New York Times: Beside the olive display at Zabar’s, that iconic hub of lox and neurosis on the Upper West Side of Manhattan, Linda Donohue was trying to talk herself down.
Surely the polls she tracked anxiously were not to be trusted, she said. Surely Donald J. Trump, the man with the garish golden tower across town, would not be allowed to reach the White House.
“We have to have more faith in the American public,” said Ms. Donohue, 61, a longtime New Yorker now living in Seattle.
A man behind her could not suppress a loud snort.
Then Cathi Anderson, who was shopping with Ms. Donahue, mentioned yet another distressing poll, this one from Ohio, which showed Mr. Trump ahead. Ms. Donohue nodded grimly.
Just in case her faith in the American electorate was misplaced, Ms. Donahue said, she had retained her Irish citizenship.
For both parties, every election can feel like the most vital of a lifetime, the one day standing between a still-proud nation and its imminent demise. Among liberals, there is an especially rich tradition of “bed-wetting,” as even some practitioners call it, at the faintest sign of shakiness from their candidate.

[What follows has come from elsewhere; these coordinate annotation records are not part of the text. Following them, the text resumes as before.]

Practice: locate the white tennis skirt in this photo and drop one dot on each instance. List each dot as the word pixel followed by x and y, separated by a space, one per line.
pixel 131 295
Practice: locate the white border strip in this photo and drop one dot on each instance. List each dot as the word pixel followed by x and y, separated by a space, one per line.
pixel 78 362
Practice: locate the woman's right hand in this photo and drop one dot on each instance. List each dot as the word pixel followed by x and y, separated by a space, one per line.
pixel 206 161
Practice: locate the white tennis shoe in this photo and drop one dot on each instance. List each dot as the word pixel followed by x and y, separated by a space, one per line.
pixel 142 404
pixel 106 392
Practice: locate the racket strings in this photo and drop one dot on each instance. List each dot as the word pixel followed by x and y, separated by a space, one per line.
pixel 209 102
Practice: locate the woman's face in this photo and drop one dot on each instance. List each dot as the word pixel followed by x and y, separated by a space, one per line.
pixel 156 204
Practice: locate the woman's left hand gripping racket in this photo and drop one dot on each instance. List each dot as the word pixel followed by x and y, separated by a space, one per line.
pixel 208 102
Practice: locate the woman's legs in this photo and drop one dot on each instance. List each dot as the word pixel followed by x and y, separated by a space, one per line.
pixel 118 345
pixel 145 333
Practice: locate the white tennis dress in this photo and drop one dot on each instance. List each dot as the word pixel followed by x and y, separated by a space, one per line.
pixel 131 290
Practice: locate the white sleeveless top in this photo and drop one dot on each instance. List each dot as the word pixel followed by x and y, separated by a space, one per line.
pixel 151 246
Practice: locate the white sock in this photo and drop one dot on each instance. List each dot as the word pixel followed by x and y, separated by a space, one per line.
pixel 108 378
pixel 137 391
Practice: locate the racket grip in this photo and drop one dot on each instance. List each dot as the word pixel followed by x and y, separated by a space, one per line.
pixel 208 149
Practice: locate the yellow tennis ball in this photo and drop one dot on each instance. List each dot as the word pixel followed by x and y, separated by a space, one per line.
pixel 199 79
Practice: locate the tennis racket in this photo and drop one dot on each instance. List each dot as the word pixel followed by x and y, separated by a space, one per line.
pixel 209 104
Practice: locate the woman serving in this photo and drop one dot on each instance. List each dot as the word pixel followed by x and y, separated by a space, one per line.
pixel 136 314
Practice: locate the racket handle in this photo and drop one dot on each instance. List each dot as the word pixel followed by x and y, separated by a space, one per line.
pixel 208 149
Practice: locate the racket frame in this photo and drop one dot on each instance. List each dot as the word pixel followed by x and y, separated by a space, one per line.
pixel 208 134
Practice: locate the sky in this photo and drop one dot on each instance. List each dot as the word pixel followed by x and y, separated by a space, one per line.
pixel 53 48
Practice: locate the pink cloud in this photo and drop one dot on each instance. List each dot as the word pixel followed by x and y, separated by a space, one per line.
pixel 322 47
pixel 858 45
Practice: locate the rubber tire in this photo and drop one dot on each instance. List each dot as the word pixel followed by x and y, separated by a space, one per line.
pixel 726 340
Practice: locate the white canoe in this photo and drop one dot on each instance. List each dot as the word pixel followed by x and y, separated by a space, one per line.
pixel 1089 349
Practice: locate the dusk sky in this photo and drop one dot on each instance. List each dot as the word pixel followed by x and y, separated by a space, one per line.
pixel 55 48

But as Hillary Clinton lurches toward Election Day, her supporters at times seem overwhelmed by a tsunami of unease, exacerbated by Mrs. Clinton’s bout of pneumonia and a slow-footed acknowledgment of the illness. They are confronting a question they had assumed, just a few weeks ago, they would not need to consider in a race against the most unpopular presidential nominee in modern times: Could Mrs. Clinton actually blow this?
“It’s like someone dropped ice water on the head of America,” Julie Gaines, the owner of Fishs Eddy, a home goods store in Manhattan, said of Mr. Trump’s increased odds. “Everyone sobered up. This could happen.”
The creeping dread has accelerated in recent days, reaching critical levels even by Democratic standards.
Mrs. Clinton became sick. Several polls tightened to the margin of panic, with Mr. Trump overtaking her in surveys in Ohio and Florida. And even as Democrats hoped on Friday that Mr. Trump’s latest gambit — seeking to distance himself from his long history of “birtherism” — would backfire, there is a fear that no scandal can sink him.
A cartoon in The New Yorker captured it best: A woman sits in her psychiatrist’s office, perspiring in distress. The doctor scribbles on a pad. “I’m giving you something for Hillary’s pneumonia,” the caption reads.